AHMEDABAD, India: Hindu nationalist Prime Minister Narendra Modi cast his ballot Tuesday in India’s ongoing general election after giving several inflammatory campaign speeches accused of targeting minority Muslims.

Turnout so far has dropped significantly compared with the last national poll in 2019, with analysts blaming widespread expectations that Modi will easily win a third term and hotter-than-average temperatures heading into the summer.

Modi walked out of a polling booth early morning in the city of Ahmedabad while holding up a finger marked with indelible ink, flanked by security personnel and cheered by supporters.

“Voted in the 2024 Lok Sabha elections,” Modi said on social media platform X, referring to India’s lower house of parliament.

“Urging everyone to do so as well and strengthen our democracy.”

The premier’s ruling Bharatiya Janata Party (BJP) is expected to win the election convincingly, but since the vote began on April 19, Modi has stepped up his rhetoric on India’s main religious divide in a bid to rally voters.

He has used public speeches to refer to Muslims as “infiltrators” and “those who have more children,” prompting condemnation from opposition politicians, who have complained to election authorities.

Modi has also accused Congress, the main party in the disparate opposition alliance competing against him, of planning to reallocate the nation’s wealth to Muslim households.

“This is the first time in a long time that he is so direct,” said Hartosh Singh Bal, executive editor at news magazine The Caravan.

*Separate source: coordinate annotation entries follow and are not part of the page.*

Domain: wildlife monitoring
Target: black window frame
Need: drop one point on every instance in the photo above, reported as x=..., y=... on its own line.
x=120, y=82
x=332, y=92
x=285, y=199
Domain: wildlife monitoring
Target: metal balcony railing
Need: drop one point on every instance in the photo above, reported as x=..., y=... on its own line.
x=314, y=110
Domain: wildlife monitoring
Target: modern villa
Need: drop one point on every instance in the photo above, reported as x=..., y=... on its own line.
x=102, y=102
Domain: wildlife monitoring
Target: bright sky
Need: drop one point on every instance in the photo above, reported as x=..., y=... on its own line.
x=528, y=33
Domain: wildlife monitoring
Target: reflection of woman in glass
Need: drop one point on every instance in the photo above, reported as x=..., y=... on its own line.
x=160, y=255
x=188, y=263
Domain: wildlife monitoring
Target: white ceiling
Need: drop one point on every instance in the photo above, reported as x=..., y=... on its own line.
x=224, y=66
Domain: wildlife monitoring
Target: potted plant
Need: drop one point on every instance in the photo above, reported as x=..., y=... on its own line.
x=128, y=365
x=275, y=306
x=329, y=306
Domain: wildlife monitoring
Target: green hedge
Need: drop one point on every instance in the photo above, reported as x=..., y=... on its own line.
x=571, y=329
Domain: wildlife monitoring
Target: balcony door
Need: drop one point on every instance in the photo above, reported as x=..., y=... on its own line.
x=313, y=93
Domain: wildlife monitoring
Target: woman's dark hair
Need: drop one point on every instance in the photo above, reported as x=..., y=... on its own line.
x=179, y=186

“I haven’t seen him be this directly bigoted, usually he alludes to bigotry,” he added.

“The comments on wealth redistribution are targeting something from the Congress manifesto that just does not exist and that is frankly quite unfortunate.”

Modi remains widely popular a decade after coming to power, in large part due to his government’s positioning the nation’s majority faith at the center of its politics, despite India’s officially secular constitution.

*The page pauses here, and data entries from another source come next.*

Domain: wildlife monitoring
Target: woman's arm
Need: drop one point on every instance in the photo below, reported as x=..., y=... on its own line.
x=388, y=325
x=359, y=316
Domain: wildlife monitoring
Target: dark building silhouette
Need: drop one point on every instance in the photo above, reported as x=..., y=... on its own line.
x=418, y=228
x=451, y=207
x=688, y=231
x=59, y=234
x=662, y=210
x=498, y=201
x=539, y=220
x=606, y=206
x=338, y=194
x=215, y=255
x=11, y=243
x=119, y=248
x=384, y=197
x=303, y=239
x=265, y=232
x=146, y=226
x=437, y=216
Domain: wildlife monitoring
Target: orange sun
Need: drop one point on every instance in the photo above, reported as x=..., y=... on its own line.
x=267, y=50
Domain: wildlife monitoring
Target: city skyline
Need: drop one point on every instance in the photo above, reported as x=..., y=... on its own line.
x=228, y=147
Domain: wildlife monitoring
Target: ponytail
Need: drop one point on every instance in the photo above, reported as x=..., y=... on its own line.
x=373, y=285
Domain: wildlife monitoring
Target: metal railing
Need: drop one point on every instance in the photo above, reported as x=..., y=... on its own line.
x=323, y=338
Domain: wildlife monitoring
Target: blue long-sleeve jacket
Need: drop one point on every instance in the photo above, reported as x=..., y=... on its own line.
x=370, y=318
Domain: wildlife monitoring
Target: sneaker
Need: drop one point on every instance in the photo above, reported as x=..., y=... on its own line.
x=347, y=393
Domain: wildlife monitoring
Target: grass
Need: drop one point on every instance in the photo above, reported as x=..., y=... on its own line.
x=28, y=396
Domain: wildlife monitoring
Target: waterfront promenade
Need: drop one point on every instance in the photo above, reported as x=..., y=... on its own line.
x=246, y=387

In January, the prime minister presided over the inauguration of a grand temple to the deity Ram, built on the site of a centuries-old mosque razed by Hindu zealots decades earlier.

Construction of the temple fulfilled a long-standing demand of Hindu activists and was widely celebrated across India, with extensive television coverage and street parties.

Modi’s brand of Hindu-nationalist politics has in turn made India’s 220-million-plus Muslim population increasingly anxious about their future in the country.

The election commission has not sanctioned Modi for his remarks despite its code of conduct prohibiting campaigning on “communal feelings” such as religion.

India’s election is conducted in seven phases over six weeks to ease the immense logistical burden of staging the democratic exercise in the world’s most populous country.

Much of southern Asia was hit by a heatwave last week that saw several constituencies vote in searing temperatures.

In the city of Mathura, not far from the Taj Mahal, temperatures crossed 41 degrees Celsius (106 degrees Fahrenheit) on polling day, and election commission figures showed turnout dropping nearly nine points to 52 percent from five years earlier.

An analysis of turnout data published by The Hindu newspaper concluded it was too early to determine whether hot weather was impacting voter participation.

But India’s weather bureau has forecast more heatwave spells to come in May and the election commission formed a taskforce last month to review the impact of heat and humidity before each round of voting.

High temperatures were forecast for several locations voting on Tuesday including the states of Madhya Pradesh and Bihar.

Years of scientific research have found climate change is causing heatwaves to become longer, more frequent and more intense.

More than 968 million people are eligible to vote in the Indian election, with the final round of polling on June 1 and results expected three days later.